The point is, the timing and amount of an inheritance may be a wild card. If you are expecting a significant or highly likely inheritance, it may be unrealistic to ignore it completely; but at the same time, counting on an inheritance that may not be as much or arrive as soon as you expect could make for a risky retirement plan.

Anecdotally, I have found that many clients ignore, or significantly understate an expected inheritance in their retirement planning. However, surveys suggest Canadians may be overly optimistic overall. In fact, a BMO survey from 2014 found that 40% of Canadians are counting on an inheritance that will help fund their retirement. The same survey also found that almost the same percentage, about 34%, are counting on lottery winnings to fund their retirement. The lottery expectation makes me question both numbers.

More recently, a 2019 Edward Jones survey found a similar number of Canadians are expecting an inheritance—44%. The good news is 63% of Canadians are expecting to leave an inheritance. But, as always, expectations can be thwarted by long-term care costs, despite best intentions.

CIBC reported in 2016 that the average inheritance received in the previous decade by Canadians aged 50 to 75 was about $180,000. The amount differed significantly by province, with BC, Quebec and Ontario all exceeding the national average, likely in large part due to real estate prices.

Practically speaking, I would be inclined to underestimate inheritance expectations and overestimate the life expectancy of anyone who you might expect to receive an inheritance from in the future. There is about a 50% chance that a 65-year-old man will live to 89, according to FP Canada’s 2019 Projection Assumption Guidelines. A 65-year-old woman has a 50% chance of living to 91.

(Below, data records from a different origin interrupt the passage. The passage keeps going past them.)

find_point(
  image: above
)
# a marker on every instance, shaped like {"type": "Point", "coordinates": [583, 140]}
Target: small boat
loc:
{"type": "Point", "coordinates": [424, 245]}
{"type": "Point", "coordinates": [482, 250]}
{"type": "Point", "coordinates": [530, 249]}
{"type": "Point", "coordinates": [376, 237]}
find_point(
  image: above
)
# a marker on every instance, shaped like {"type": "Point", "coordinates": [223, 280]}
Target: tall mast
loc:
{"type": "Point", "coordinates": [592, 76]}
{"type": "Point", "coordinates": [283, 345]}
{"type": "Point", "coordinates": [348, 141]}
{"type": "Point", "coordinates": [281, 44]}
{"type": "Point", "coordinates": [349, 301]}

Being conservative when setting your own retirement savings and debt repayment targets may help ensure receiving an inheritance is what it should be: a windfall, rather than a necessity for funding your retirement.

From a planning perspective, if you are expecting an inheritance, there are proactive steps to take. In a 2017 CIBC poll, only 38% of seniors over age 65 have talked to their children about how to manage their finances if they can no longer do so themselves. Only 22% of boomers aged 55 and over have “legal documents,” like a will or power of attorney, in place.

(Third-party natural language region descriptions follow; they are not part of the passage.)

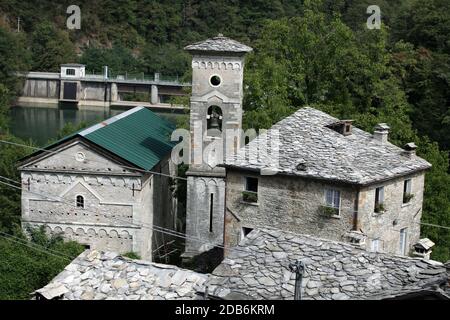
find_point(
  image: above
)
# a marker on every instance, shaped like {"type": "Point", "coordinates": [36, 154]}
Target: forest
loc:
{"type": "Point", "coordinates": [316, 53]}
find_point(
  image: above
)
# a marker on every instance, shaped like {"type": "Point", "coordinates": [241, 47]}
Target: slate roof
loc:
{"type": "Point", "coordinates": [138, 136]}
{"type": "Point", "coordinates": [259, 269]}
{"type": "Point", "coordinates": [308, 148]}
{"type": "Point", "coordinates": [219, 44]}
{"type": "Point", "coordinates": [95, 275]}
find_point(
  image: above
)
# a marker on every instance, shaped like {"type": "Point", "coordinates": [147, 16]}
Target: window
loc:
{"type": "Point", "coordinates": [407, 195]}
{"type": "Point", "coordinates": [333, 200]}
{"type": "Point", "coordinates": [250, 193]}
{"type": "Point", "coordinates": [403, 240]}
{"type": "Point", "coordinates": [80, 202]}
{"type": "Point", "coordinates": [246, 231]}
{"type": "Point", "coordinates": [375, 246]}
{"type": "Point", "coordinates": [215, 81]}
{"type": "Point", "coordinates": [214, 120]}
{"type": "Point", "coordinates": [379, 200]}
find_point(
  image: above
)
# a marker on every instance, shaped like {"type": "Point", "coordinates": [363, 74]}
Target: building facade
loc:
{"type": "Point", "coordinates": [344, 186]}
{"type": "Point", "coordinates": [95, 187]}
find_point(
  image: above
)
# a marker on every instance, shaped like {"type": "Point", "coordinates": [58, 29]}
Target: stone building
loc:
{"type": "Point", "coordinates": [314, 174]}
{"type": "Point", "coordinates": [216, 107]}
{"type": "Point", "coordinates": [98, 186]}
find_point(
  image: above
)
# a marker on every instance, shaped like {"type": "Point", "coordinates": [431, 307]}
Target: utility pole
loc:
{"type": "Point", "coordinates": [299, 268]}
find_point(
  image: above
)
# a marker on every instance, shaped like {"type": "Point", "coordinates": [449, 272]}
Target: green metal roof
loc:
{"type": "Point", "coordinates": [138, 136]}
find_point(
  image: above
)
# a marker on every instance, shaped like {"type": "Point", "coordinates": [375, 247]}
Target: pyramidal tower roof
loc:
{"type": "Point", "coordinates": [219, 44]}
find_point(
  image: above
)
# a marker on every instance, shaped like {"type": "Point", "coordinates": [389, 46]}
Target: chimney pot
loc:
{"type": "Point", "coordinates": [381, 132]}
{"type": "Point", "coordinates": [410, 149]}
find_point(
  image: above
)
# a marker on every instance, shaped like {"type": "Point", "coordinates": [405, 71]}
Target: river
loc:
{"type": "Point", "coordinates": [41, 124]}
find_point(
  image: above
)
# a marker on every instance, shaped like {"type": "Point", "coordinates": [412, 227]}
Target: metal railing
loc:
{"type": "Point", "coordinates": [135, 77]}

My mother was a good example of how quickly health can deteriorate at a fairly young age. Her financial affairs were in order, but there were certain discussions even I wished we’d had earlier than we did.

One of my favourite pieces of financial planning advice is to beware of rules of thumb. But one rule that I do like is the “40-70 rule”—meaning, by the time you are 40, or your parents are 70, you should aim to discuss money and health with your parents.

I was 40 when my mother died earlier this year at age 66. I knew all the details of my mother’s finances, and enough about her care and end-of-life wishes to make the right decisions with my family. You may not need to know specific numbers and intimate details of your own parents’ finances if they do not want to share them, but there are a few things you should know.

  • Do they have up-to-date wills and powers of attorney/personal directives/mandates?
  • Where are their legal documents located?
  • Who is named as executor, attorney, agent or decision-maker?
  • Do they have a financial, tax or legal advisor whom you should know?
  • What are their long-term care and end-of-life wishes?

There are planning techniques to minimize income tax, probate fees and estate costs with an inheritance, but I see these strategies as being secondary to having an initial discussion with a parent about their estate and later life planning. Sometimes, the basics are much more important.

For someone banking on an inheritance as part of their retirement plan, I would urge caution. It is better to be conservative and re-evaluate retirement planning and inheritance expectations on an ongoing basis. An inheritance means you have lost a loved one. But it should not mean the difference between being able to retire or not.

Jason Heath is a fee-only, advice-only Certified Financial Planner (CFP) at Objective Financial Partners Inc. in Toronto. He does not sell any financial products whatsoever.